Thirdly, I claim that before rushing into the project work, using the first weeks to reveal the disciplinary differences and potential issues that would lead to conflicts through class discussions and warm-up activities facilitates a smooth transition from forming to norming. The sooner conflicts rise to the surface, the sooner teams start to handle them or seek help from the tutors. As intended by systematic team development (Tuckman & Jensen, 1977), conflicts that occurred in the early weeks were instrumental as they encouraged students to question and, as a result, to discover the other discipline, by improving the overall problem definition and solution seeking abilities of the teams. The class discussion on what design and design process correspond to each discipline, the visits to departments, and mapping the project topic led to the discovery of not only differences but also similarities between the two disciplinary perspectives in many teams, as students mentioned frequently in the interviews.

Finally, I assert that in interdisciplinary teaching it is vital to ensure adequate representation of all disciplines. This should be achieved first in problem statements and solutions.

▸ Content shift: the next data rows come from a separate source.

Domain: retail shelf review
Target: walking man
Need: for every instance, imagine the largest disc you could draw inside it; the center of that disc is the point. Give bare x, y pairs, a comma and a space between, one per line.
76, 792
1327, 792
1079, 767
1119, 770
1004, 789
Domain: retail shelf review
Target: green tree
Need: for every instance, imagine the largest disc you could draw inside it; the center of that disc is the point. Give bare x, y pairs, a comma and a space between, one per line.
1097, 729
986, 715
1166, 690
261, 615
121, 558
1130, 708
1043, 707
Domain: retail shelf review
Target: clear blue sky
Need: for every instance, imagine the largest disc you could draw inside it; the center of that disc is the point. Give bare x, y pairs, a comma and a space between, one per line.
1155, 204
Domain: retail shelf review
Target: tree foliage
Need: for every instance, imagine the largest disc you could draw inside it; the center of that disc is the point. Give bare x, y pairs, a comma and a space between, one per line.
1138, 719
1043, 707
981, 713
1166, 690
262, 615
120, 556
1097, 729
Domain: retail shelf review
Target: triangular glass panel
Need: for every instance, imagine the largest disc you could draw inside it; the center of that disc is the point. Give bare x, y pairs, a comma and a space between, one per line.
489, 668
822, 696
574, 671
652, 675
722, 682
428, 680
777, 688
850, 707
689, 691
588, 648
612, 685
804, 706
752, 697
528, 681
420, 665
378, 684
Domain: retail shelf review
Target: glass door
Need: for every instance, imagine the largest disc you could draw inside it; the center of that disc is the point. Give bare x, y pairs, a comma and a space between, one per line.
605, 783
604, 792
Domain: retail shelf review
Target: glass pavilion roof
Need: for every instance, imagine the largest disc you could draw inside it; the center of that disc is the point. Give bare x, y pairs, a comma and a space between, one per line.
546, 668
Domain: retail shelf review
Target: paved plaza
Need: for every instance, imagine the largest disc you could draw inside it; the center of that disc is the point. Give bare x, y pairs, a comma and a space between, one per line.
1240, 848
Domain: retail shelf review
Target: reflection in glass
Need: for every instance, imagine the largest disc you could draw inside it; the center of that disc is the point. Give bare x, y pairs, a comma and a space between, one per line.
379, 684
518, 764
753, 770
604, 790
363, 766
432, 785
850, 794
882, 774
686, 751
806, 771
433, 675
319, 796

In the course we placed much emphasis on the interdisciplinarity of the design problem and the idea on which the teams worked towards a design solution. It is important to provide students with a clear understanding of what makes a design problem interdisciplinary, and to guide them to revise their problem and solution ideas when necessary to ensure that it falls into the expertise of both disciplines. Equally important is the participation of tutors from both industrial design and engineering. Previous research has argued for the significance of teaching in interdisciplinary teams to encourage interdisciplinary learning, by highlighting the difficulties in achieving interdisciplinarity among tutors (Self & Baek, 2017; Kaygan & Aydinoglu, 2018; Lee, 2014). In addition to equipping students with new skills and knowledge, in this research, teaching as an interdisciplinary team also contributed to ensuring the adequate representation of each discipline. Since the course was coordinated and led by the Department of Industrial Design, active participation of an engineering tutor throughout the semester supported the engineering students’ feelings of belongingness and encouragement for involvement.

Conclusions

Interdisciplinary collaboration is an effective way to address complex problems with creative solutions. However, a successful collaboration requires teams first to get ready to work in harmony towards a shared goal and to appreciate interdisciplinarity. This article asserts that rather than expecting teams to go through developmental stages on their own, team development should be scaffolded by teaching materials, methods, and strategies that are concerned specifically with preparing teams for autonomously performing. As students gain positive experience of interdisciplinary collaboration during higher education years and complete courses with the feeling of satisfaction, we can expect them to be more open and eager to work with other disciplines in professional life.